I know bagpipes were used on the Plains of Abraham in 1759, however that battle was fought in Canada. I am not too sure if they were used in the Civil War.

jcsayre
10-17-2005, 06:22 PM
GHB can certainly be played with a fiddle. I did so once at the Alamo. The fiddler followed me as I could not hear him at all. My wife and other spectators said they could hear both instruments fine.
My G-G-G-Grandfather played pipes.
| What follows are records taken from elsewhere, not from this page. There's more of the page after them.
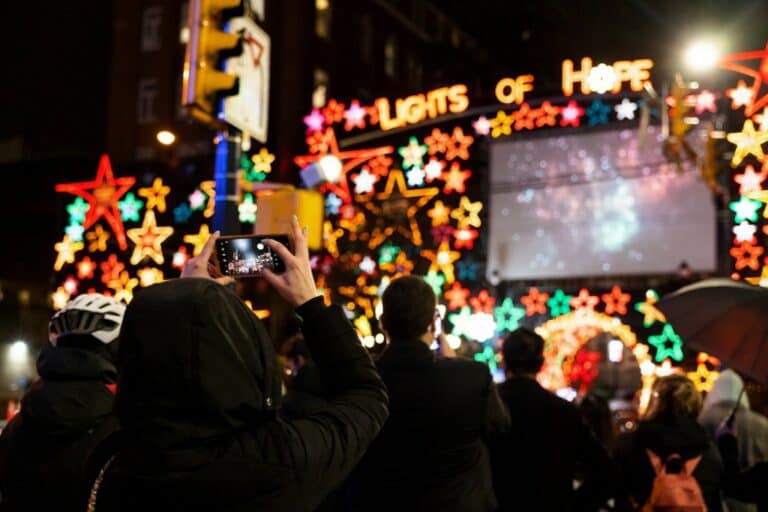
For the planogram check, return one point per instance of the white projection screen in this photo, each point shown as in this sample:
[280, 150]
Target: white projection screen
[595, 204]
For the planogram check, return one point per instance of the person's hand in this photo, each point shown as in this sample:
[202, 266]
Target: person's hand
[296, 284]
[200, 265]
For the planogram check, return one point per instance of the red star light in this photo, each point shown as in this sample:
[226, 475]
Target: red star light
[102, 195]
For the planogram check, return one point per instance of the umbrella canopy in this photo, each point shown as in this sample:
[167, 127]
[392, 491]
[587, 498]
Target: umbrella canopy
[725, 318]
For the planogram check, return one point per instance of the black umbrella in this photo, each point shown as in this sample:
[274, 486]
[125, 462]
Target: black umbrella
[724, 318]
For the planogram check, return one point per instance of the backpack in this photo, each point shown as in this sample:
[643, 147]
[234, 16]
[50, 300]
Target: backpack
[674, 491]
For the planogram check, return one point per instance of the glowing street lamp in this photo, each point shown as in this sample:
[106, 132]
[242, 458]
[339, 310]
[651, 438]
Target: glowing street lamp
[702, 55]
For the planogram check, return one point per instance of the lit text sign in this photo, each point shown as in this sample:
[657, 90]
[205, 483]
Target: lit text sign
[603, 78]
[419, 107]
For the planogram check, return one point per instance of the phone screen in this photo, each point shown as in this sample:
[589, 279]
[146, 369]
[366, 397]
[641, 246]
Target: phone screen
[248, 256]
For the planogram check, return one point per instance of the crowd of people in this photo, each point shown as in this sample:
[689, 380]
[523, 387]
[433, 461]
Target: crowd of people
[177, 402]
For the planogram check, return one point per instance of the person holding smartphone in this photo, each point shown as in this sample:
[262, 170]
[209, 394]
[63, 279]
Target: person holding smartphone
[199, 391]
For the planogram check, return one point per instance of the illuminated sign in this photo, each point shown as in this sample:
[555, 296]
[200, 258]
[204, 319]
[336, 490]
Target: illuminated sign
[419, 107]
[603, 78]
[512, 90]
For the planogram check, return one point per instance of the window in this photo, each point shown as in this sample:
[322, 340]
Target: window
[366, 38]
[184, 23]
[151, 18]
[390, 56]
[323, 18]
[145, 101]
[320, 89]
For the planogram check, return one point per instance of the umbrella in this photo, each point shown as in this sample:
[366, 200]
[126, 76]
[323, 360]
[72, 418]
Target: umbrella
[724, 318]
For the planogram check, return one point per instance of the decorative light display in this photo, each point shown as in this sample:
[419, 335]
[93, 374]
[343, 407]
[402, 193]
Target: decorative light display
[535, 302]
[102, 195]
[148, 239]
[668, 344]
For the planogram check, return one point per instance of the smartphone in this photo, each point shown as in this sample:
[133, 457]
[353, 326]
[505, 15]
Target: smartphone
[248, 255]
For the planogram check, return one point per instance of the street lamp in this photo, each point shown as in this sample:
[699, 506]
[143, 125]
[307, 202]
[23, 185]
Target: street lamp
[702, 55]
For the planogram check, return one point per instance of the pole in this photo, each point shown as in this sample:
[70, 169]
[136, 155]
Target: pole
[225, 174]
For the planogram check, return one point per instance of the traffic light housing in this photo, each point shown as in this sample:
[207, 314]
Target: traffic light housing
[203, 83]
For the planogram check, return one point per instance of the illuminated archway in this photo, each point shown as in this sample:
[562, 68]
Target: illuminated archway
[566, 334]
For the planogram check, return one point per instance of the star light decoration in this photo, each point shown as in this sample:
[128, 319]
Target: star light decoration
[508, 315]
[559, 303]
[625, 109]
[130, 208]
[155, 195]
[467, 214]
[148, 239]
[703, 378]
[198, 240]
[535, 302]
[651, 313]
[102, 195]
[387, 205]
[616, 301]
[413, 153]
[66, 250]
[748, 142]
[247, 209]
[668, 344]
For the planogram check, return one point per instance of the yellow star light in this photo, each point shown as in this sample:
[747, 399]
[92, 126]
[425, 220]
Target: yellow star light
[439, 214]
[390, 205]
[703, 378]
[209, 189]
[148, 239]
[467, 213]
[748, 142]
[501, 124]
[263, 161]
[155, 195]
[442, 260]
[97, 238]
[149, 276]
[66, 250]
[198, 240]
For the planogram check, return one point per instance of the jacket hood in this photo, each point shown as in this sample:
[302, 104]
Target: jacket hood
[72, 396]
[194, 363]
[727, 388]
[675, 434]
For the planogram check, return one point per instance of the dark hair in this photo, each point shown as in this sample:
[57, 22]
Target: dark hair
[523, 351]
[408, 306]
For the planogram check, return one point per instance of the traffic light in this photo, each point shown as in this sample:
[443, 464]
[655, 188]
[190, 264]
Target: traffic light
[682, 102]
[203, 83]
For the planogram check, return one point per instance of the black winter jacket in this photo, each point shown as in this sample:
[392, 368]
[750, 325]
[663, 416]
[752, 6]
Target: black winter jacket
[676, 434]
[431, 453]
[44, 450]
[199, 387]
[548, 445]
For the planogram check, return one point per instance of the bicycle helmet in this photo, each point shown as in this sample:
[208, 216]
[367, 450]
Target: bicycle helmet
[92, 314]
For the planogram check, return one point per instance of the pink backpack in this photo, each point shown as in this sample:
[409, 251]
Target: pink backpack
[674, 492]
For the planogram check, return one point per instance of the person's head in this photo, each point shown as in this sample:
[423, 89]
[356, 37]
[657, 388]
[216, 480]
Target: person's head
[523, 352]
[89, 321]
[674, 395]
[408, 309]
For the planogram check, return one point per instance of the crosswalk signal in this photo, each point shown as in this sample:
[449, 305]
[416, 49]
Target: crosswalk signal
[203, 83]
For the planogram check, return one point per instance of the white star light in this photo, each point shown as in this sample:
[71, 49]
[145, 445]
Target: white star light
[364, 182]
[482, 126]
[415, 177]
[744, 232]
[368, 265]
[625, 109]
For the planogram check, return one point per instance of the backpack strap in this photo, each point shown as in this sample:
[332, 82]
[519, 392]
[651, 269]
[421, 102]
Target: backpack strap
[690, 465]
[656, 463]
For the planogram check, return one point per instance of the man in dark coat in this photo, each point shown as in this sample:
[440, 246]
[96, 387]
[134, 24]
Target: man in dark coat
[44, 450]
[200, 387]
[431, 453]
[536, 464]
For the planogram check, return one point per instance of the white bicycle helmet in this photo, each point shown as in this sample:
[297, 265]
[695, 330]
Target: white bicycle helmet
[91, 313]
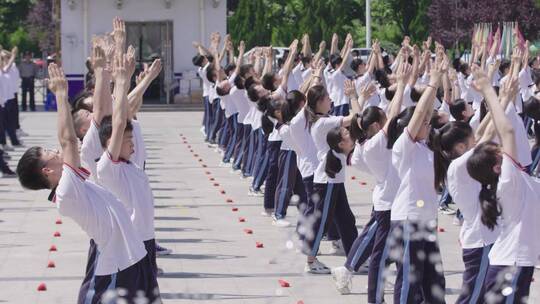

He lived in Alabama and according to family legend the pipes were burned in 1861(or 1862-dates were vague) when his house was fired by Nathan Bedford Forrest's troops in retaliation for his outspoken Union sentiment. (Approxiamtely 220,000 southern white males served in the Union Army during the Civil War.) Grandpa's pipes apparently weren't played during the war and I am unaware of any documented instances of pipes being played on the battle field.

denny
10-17-2005, 07:55 PM
I know that I have read, in an artical in Military History Magazine that was about the dumb things done by both sides early in the war, that the union Irish Brigade had pipers at First Manassas at the begining of the day. Why I remember it is that the writer commented on the stupidity of posting the pipers in front of the brigade as it advanced, causing the death of most of the pipers shortly after the brigade came under fire.

denny
10-17-2005, 07:58 PM
I remember reading in an article in Military History magazine that the Irish Brigade had a lot of pipers at First Manassas and posted them in front of the brigade as it advanced. It cost them most of the pipers almost as soon as they came under fire.

pancelticpiper
10-17-2005, 08:00 PM
Ditto Mike S's statements. I have been interested in the 79th New York for years, and have read a lot about them. Seemingly they had no pipers or pipe band themselves, but on occasion used pipers from New York's Caledonian Society for functions. However, there is an intruiging photo of the 79th New York parading in New York City in 1860 which shows three men in front of the regiment which could be interpreted as pipers carrying their pipes in "pipes down" position. These men are wearing, as best one can tell, the same uniform as the rest (but with three rows of buttons on their tunics, a common period distinction) which would rule out their being civilian pipers from the Caledonian Society. It is possible, though, that they are officers carrying "claymores". I have examined the photo very carefully and think that they are indeed pipers. In any case there is no evidence of the 79th NY wearing kilts in action or having pipers during the war (the regiment was raised before the Civil War and continued for a time afterward). The deeds of pipers in Scottish regiments has no relevance whatever to the American Civil War.

denny
10-17-2005, 08:01 PM
I remember reading in an article in Military History magazine that the Irish Brigade had a lot of pipers at First Manassas and posted them in front of the brigade as it advanced. It cost them most of the pipers almost as soon as they came under fire.

pancelticpiper
10-17-2005, 08:07 PM
"Irish" pipers playing with the Irish Brigade? This idea is a complete anachronism. The Irish pipes are the uilleann pipes- try marching with those. The "Irish warpipe" was extinct long before the ACW, and the appropriation of the Highland bagpipe as a pseudo-Irish instrument dates to the early 20th century. The idea of people marching around in kilts playing Highland pipes but calling themselves "Irish" is 20th century B.S. with no basis in history or reality.